There's quite a big difference between outputting what a bash script is doing in an automation system vs. having a long running service print it's debugging output to your system logs.

Thread Thread
benaryorg profile image
#benaryorg

Ah, that makes sense of course.
Didn't figure which kind of scripts you meant exactly.

I agree that for example a build-system (Travis CI, GitLab CI, buildbot,.…) should run most scripts with -x (exceptions exist, most notably, those that have lots of pipes produce rather unreadable debug-output then).
However, if those scripts are the same ones used for e.g. (manually) deploying the application, then arguably the -x output should be suppressed by default since a manually triggered deployment should produce as little output as possible.
The build system can always call the script using bash -x notation if needed then.

There's quite a big difference between outputting what a bash script is doing in an automation system vs. having a long running service print it's debugging output to your system logs.

Depending on your "automation system", a shell script and a long running service should both have proper logging facilities that permit them to log different output to different data-sinks.
A script running in a build-system may then produce artifacts with different log-levels each and only output relevant information in the user-visible output.
I've had to scroll through an eternity of brightly coloured output too often, that was obscuring the real error, often bothersome, sometimes even misleading, because relevant build-information was not properly separated from the tooling's own output (where the tooling equates to your -x).
This holds true for build-systems, linting, and most things running in a CI system.

If you don't plan for the "when something goes wrong"-path, then instead of being a minor nuisance, a failed deployment can take down your website for hours, because your deployment didn't just say "running database migration" and "deploying to first container" followed by "health check failed, aborting" so that everyone knows what to do next (check whether the first container has spun down correctly, eventually rollback the database migration), three sysadmins are busy for an hour going through your monstrous output, trying to find the actual error.
Sure, when they finally find it, they immediately know what error it was that made the health check fail and they can report it properly without consulting another logfile, but your site might have been down for an hour by that time, because the database migration was faulty.

Thread Thread
lietux profile image
Janne "Lietu" Enberg

I sure hope that

1) you have a way to rollback failing releases instead of having your production down for an hour because you have a typo somewhere in your database migrations or similar
2) you don't build your massive deployment systems incl. migrations etc. with shell scripts

Yes, there's different log levels for different things, and since shell scripting is shell scripting it shouldn't really be used to build massive scripts, and also because it's shell scripting and prone to all kinds of mysterious and obscure errors everywhere you benefit a lot from having the -x enabled.

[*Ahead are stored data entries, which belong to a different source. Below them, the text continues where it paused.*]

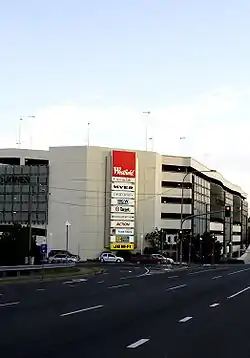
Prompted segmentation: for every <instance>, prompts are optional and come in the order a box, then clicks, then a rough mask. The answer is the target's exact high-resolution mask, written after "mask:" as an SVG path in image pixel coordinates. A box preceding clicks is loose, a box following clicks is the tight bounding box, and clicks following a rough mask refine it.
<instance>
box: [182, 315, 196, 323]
mask: <svg viewBox="0 0 250 358" xmlns="http://www.w3.org/2000/svg"><path fill="white" fill-rule="evenodd" d="M192 318H193V317H190V316H187V317H184V318H182V319H180V320H179V322H180V323H185V322H187V321H190V319H192Z"/></svg>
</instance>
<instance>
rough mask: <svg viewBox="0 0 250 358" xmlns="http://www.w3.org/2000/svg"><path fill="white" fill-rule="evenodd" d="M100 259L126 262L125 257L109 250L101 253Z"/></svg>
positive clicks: (112, 261) (99, 258)
mask: <svg viewBox="0 0 250 358" xmlns="http://www.w3.org/2000/svg"><path fill="white" fill-rule="evenodd" d="M99 260H100V261H101V262H103V263H104V262H116V263H119V262H124V258H123V257H119V256H116V255H114V254H111V253H109V252H104V253H102V254H101V256H100V258H99Z"/></svg>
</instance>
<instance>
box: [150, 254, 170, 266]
mask: <svg viewBox="0 0 250 358" xmlns="http://www.w3.org/2000/svg"><path fill="white" fill-rule="evenodd" d="M152 256H153V257H156V258H158V259H161V260H162V261H165V262H166V264H170V265H173V264H174V260H173V259H170V257H165V256H163V255H160V254H152Z"/></svg>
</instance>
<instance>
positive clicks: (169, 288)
mask: <svg viewBox="0 0 250 358" xmlns="http://www.w3.org/2000/svg"><path fill="white" fill-rule="evenodd" d="M186 286H187V285H186V284H184V285H179V286H174V287H170V288H167V291H173V290H177V289H178V288H183V287H186Z"/></svg>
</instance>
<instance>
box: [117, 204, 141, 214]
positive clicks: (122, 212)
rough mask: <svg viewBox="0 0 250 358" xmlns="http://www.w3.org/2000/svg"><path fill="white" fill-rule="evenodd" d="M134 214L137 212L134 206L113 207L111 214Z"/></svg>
mask: <svg viewBox="0 0 250 358" xmlns="http://www.w3.org/2000/svg"><path fill="white" fill-rule="evenodd" d="M134 212H135V208H134V207H133V206H126V205H114V206H111V213H124V214H127V213H130V214H134Z"/></svg>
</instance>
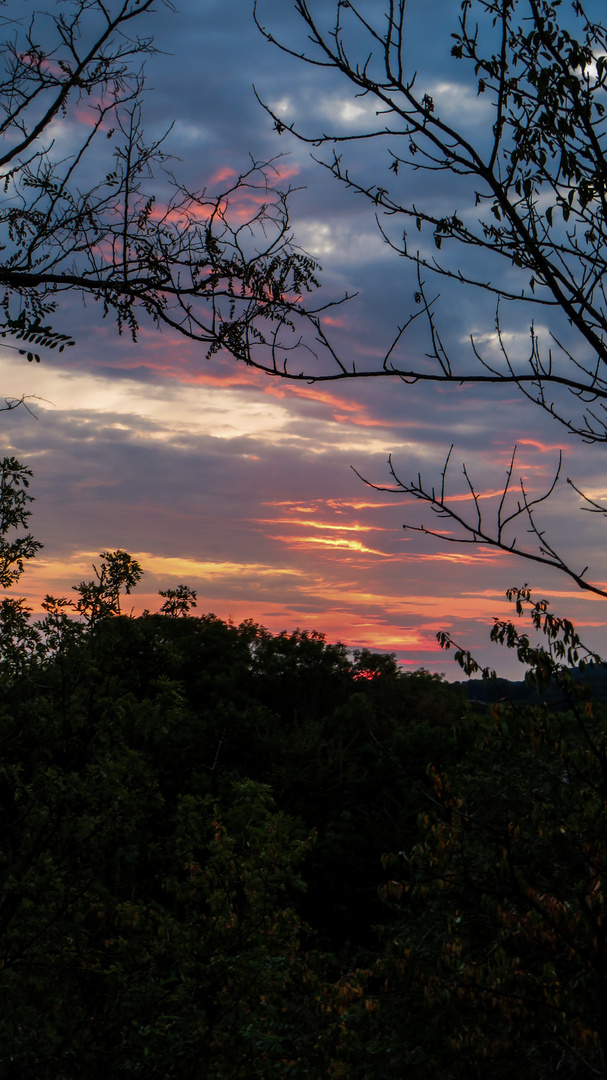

Instead you should use something more akin to e.g. Python (maybe using libraries such as Invoke or Pynt), possibly Ruby/Go/Rust or other such language with tooling that helps you build solid CLI tools.

And then you should use the best tools like Spinnaker, or e.g. Azure DevOps's release pipelines, to orchestrate your releases on the higher level so you don't have to reinvent the wheel while building your release tooling.

Collapse
benaryorg profile image
#benaryorg

The set -euo pipefail only really works for bash 4.4 and newer, you might want to double check there.

I myself am pretty fluent in writing safe shell-code, and the most important advice I can give is "quote everything everywhere, anytime".
The remaining pitfalls are arbitrary rules that you cannot really put in generic advice (like echo not being safe to print variables).

My go-to resource would be the one I linked to above: github.com/anordal/shellharden/blo...
It's long, yes, but you decided to go for something that's historically grown when you decided to use the shell, so be ready for long lists of arbitrary rules you have to follow that seem useless or redundant, but make a difference.